Les premières recherches suggèrent une nouvelle approche pour traiter la douleur nerveuse chronique : fournir directement aux nerfs des mitochondries fraîches, les centrales cellulaires. L’étude, menée à partir de cellules de souris, d’animaux vivants et de tissus humains, révèle le rôle critique mais jusqu’alors négligé des cellules de soutien du système nerveux. Ces cellules, appelées cellules gliales satellites, transfèrent activement les mitochondries vers les nerfs sensibles à la douleur. Les perturbations de ce processus entraînent un épuisement de l’énergie des nerfs, entraînant un dysfonctionnement et déclenchant des douleurs chroniques.
La crise énergétique des cellules nerveuses
Les nerfs dépendent d’un apport constant d’énergie pour fonctionner correctement. Lorsque les nerfs ne reçoivent pas suffisamment de mitochondries, ils peuvent se déclencher spontanément, même sans stimuli externes. Cette activité irrégulière entraîne des douleurs chroniques et peut éventuellement conduire à une dégénérescence nerveuse. Comme l’explique l’auteur principal de l’étude, Ru-Rong Ji, “Si vous tirez comme un fou, ce neurone finira probablement par dégénérer.” La recherche, publiée dans Nature, propose que la restauration de la fonction mitochondriale pourrait empêcher cette dégradation.
Comment les cellules gliales fournissent de l’énergie
L’étude s’est concentrée sur les cellules gliales satellites, qui s’enroulent physiquement autour des racines nerveuses près de la moelle épinière.

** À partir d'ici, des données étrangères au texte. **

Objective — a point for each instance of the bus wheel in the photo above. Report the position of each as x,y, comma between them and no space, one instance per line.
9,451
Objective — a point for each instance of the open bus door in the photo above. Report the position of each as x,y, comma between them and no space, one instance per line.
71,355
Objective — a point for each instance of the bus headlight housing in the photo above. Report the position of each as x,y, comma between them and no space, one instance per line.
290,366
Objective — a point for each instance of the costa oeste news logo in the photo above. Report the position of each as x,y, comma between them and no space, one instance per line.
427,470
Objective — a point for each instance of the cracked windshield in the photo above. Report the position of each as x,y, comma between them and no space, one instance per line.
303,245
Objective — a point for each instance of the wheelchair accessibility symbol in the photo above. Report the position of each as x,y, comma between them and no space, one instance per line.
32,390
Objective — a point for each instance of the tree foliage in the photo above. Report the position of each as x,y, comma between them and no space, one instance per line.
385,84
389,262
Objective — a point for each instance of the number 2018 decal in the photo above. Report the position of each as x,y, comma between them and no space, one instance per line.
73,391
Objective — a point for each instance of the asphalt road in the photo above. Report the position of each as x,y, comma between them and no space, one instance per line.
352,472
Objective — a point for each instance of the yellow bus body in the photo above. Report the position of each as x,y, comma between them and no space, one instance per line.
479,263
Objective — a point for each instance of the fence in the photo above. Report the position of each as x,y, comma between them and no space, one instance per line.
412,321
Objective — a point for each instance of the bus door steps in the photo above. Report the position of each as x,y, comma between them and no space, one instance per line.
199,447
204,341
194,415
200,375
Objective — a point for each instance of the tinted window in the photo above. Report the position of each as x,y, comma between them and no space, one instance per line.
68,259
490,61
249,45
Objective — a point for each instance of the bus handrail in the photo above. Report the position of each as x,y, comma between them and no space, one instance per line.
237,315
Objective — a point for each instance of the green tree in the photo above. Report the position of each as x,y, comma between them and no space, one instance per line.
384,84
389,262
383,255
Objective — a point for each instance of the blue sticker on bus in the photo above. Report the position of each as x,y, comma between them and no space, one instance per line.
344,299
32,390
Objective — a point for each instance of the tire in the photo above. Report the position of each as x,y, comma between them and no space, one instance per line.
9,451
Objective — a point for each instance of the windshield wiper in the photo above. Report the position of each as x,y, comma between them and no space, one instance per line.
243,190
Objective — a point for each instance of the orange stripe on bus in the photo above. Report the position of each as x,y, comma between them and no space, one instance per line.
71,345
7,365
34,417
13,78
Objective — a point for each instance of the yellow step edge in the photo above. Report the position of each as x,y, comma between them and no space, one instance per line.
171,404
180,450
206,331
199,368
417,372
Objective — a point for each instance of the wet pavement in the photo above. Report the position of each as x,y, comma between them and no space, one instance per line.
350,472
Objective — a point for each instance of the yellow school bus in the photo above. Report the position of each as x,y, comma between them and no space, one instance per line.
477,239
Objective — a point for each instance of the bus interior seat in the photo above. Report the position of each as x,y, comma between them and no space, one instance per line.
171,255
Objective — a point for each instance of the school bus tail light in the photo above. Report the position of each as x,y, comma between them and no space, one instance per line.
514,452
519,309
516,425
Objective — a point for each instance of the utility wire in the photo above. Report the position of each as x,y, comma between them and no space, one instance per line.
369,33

Ces cellules étendent des structures microscopiques appelées nanotubes tunneliers pour délivrer les mitochondries directement dans les nerfs. Ce transfert s’effectue à travers ces tubes, de minuscules bulles libérées par les cellules gliales ou des canaux spéciaux entre les membranes cellulaires. Les chercheurs ont suivi le processus à l’aide d’étiquettes fluorescentes, confirmant que les mitochondries des cellules gliales atteignent avec succès les fibres nerveuses.
La perturbation de ce transfert mitochondrial chez la souris a augmenté la sensibilité à la douleur, confirmant son importance. Les souris présentant des lésions nerveuses dues à la chimiothérapie ou au diabète ont également présenté des échanges mitochondriaux altérés, contribuant à la douleur chronique. À l’inverse, la transplantation de cellules gliales saines a atténué la douleur en fournissant un nouvel apport de mitochondries productrices d’énergie.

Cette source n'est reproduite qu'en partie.